Olajide Abdul-Ganiu, 46, of Brighton Avenue, is charged with possession of heroin and possession with intent to distribute after agents said he received a package of heroin at his apartment in a delivery monitored by federal agents and city police.
The case began on Dec. 31, when U.S. Customs and Border Protection agents at JFK Airport in New York found 246 grams of heroin in the false bottom of a shirt box.
The package, shipped from India, was to be delivered to "Jones Wilson" at 2655 Brighton Road, apartment No. 3. U.S. Immigration and Customs Enforcement in Pittsburgh then set up a controlled delivery.

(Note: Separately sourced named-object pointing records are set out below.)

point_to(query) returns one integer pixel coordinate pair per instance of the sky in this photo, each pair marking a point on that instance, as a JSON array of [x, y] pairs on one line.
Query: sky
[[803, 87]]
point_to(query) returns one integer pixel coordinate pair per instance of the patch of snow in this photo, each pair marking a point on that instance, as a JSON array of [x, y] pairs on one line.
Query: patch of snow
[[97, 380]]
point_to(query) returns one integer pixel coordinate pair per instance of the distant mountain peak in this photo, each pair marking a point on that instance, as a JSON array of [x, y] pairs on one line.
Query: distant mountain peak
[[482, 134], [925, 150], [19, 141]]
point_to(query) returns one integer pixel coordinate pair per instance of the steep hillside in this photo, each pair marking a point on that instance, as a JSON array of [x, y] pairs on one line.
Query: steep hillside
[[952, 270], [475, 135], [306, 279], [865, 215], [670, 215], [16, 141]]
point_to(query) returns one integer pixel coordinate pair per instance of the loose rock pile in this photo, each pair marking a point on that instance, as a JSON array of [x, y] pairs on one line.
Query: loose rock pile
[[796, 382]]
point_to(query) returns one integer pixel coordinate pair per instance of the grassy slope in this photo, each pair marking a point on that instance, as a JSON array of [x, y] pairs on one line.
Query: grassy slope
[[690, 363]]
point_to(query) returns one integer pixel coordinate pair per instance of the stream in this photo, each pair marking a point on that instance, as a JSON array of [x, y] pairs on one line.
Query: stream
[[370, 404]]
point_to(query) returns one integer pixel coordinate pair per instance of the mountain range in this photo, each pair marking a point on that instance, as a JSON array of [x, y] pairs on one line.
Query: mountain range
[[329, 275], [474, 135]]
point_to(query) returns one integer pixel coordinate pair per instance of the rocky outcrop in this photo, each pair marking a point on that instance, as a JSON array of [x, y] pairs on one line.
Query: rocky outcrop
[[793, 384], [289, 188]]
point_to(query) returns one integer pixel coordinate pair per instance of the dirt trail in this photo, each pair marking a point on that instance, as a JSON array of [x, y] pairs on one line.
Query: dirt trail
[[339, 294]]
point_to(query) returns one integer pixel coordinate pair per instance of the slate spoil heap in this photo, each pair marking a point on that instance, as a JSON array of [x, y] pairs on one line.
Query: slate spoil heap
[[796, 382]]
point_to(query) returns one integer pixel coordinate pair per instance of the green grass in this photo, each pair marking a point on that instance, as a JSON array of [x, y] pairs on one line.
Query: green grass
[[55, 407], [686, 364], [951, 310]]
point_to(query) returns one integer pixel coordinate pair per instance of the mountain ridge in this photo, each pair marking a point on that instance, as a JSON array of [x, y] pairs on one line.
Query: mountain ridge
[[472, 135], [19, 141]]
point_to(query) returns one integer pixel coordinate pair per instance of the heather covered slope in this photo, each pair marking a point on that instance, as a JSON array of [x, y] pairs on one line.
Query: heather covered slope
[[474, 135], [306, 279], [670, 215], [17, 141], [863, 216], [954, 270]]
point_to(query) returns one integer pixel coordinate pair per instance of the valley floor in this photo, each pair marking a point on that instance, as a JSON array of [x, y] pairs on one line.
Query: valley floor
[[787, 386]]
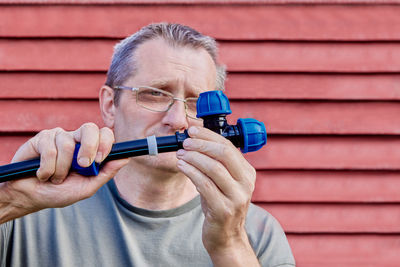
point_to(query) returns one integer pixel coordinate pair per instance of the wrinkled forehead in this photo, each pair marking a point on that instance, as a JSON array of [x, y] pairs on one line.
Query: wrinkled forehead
[[159, 63]]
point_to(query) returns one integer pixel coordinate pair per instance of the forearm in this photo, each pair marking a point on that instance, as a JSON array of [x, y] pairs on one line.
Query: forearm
[[238, 253], [9, 210]]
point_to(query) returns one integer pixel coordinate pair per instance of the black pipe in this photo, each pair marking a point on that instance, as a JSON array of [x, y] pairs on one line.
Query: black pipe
[[121, 150]]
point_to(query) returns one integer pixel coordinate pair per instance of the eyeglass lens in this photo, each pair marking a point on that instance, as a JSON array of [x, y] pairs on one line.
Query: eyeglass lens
[[158, 100]]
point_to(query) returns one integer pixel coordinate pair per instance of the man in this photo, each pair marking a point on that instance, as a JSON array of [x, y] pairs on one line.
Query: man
[[189, 208]]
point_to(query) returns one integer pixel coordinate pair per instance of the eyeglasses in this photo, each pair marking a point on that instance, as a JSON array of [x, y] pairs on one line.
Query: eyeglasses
[[158, 100]]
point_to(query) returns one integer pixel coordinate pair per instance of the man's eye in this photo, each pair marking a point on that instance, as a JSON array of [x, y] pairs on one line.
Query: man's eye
[[155, 93]]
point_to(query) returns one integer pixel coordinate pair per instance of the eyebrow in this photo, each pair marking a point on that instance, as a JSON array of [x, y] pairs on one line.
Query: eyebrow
[[159, 83], [162, 84]]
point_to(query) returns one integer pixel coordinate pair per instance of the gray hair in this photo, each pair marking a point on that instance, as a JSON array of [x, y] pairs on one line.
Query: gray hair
[[123, 62]]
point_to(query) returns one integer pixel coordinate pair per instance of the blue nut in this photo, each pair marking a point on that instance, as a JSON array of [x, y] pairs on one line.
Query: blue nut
[[212, 103], [254, 134]]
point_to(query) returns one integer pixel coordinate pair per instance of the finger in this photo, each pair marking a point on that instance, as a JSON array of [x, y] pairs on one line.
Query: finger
[[47, 149], [227, 154], [107, 172], [210, 168], [105, 144], [65, 150], [88, 136], [207, 134], [27, 151]]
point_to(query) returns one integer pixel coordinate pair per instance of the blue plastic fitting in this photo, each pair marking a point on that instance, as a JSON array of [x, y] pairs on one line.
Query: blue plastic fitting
[[213, 106], [212, 103], [254, 134]]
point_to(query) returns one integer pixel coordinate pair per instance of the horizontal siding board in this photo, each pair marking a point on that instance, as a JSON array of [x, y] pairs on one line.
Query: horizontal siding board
[[229, 22], [289, 86], [313, 86], [325, 153], [328, 153], [94, 55], [50, 85], [311, 117], [334, 218], [322, 117], [346, 250], [286, 186]]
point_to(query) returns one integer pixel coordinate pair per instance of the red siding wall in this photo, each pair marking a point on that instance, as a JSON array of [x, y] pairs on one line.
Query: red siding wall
[[323, 77]]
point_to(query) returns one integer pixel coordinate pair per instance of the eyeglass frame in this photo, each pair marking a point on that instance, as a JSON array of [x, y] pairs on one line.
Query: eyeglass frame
[[136, 89]]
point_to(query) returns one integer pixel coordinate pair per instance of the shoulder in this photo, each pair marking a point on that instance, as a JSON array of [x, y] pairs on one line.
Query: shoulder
[[268, 238]]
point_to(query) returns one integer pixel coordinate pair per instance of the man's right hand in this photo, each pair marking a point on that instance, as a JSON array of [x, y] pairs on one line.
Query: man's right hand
[[54, 186]]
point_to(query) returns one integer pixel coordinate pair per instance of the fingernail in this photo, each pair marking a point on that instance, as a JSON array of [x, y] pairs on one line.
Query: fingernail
[[180, 152], [84, 162], [99, 157], [56, 181], [180, 163], [193, 130], [187, 143]]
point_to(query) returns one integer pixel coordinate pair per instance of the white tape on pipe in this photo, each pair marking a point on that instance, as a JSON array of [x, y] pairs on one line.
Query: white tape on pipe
[[152, 145]]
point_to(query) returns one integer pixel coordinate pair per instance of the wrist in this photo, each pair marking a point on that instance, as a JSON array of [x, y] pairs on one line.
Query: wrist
[[9, 208]]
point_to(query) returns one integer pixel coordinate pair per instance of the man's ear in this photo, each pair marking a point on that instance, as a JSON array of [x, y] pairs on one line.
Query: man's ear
[[107, 107]]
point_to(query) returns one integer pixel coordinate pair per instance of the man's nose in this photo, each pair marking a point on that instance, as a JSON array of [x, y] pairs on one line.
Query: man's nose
[[175, 117]]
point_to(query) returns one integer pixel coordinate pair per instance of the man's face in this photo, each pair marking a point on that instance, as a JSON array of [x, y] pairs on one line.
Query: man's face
[[183, 71]]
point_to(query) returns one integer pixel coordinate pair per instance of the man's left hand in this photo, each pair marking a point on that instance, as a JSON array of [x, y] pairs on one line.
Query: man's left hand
[[225, 181]]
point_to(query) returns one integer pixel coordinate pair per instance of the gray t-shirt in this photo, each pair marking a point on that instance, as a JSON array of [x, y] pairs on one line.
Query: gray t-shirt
[[105, 230]]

On Jan. 6, according to an affidavit, an undercover postal inspector delivered the package to the address and was met by an African man who accepted it. At about 10 a.m., an electronic beeper that agents had secretly installed inside the package went off, indicating the recipient had opened it.
Two minutes later, a team of eight agents and Pittsburgh police officers raided the apartment and said they found Mr. Abdul-Ganiu in the kitchen with "a plastic bag containing the opened suspect parcel and its contents."
Agents estimated the street value of the heroin at more than $100,000.
They also searched a second house in Manchester, one of three addresses associated with Mr. Abdul-Ganiu, and said they found an electronic scale.
Mr. Abdul-Ganiu told agents that he was in the U.S. on a green card and worked as a driver and a landscaper. Assistant U.S. Attorney Ross Lenhardt, however, said his status as a permanent resident in the U.S. was based on his marriage and that Mr. Abdul-Ganiu could not provide any information about his wife.
Mr. Lenhardt asked that he be detained pending trial.
U.S. Magistrate Judge Amy Reynolds Hay obliged, agreeing with the government that Mr. Abdul-Ganiu had the means to flee the country and a reason to flee since he is facing what she called "a substantial sentence should he be convicted."
Based on the amount of heroin, he faces a potential 140 years in prison.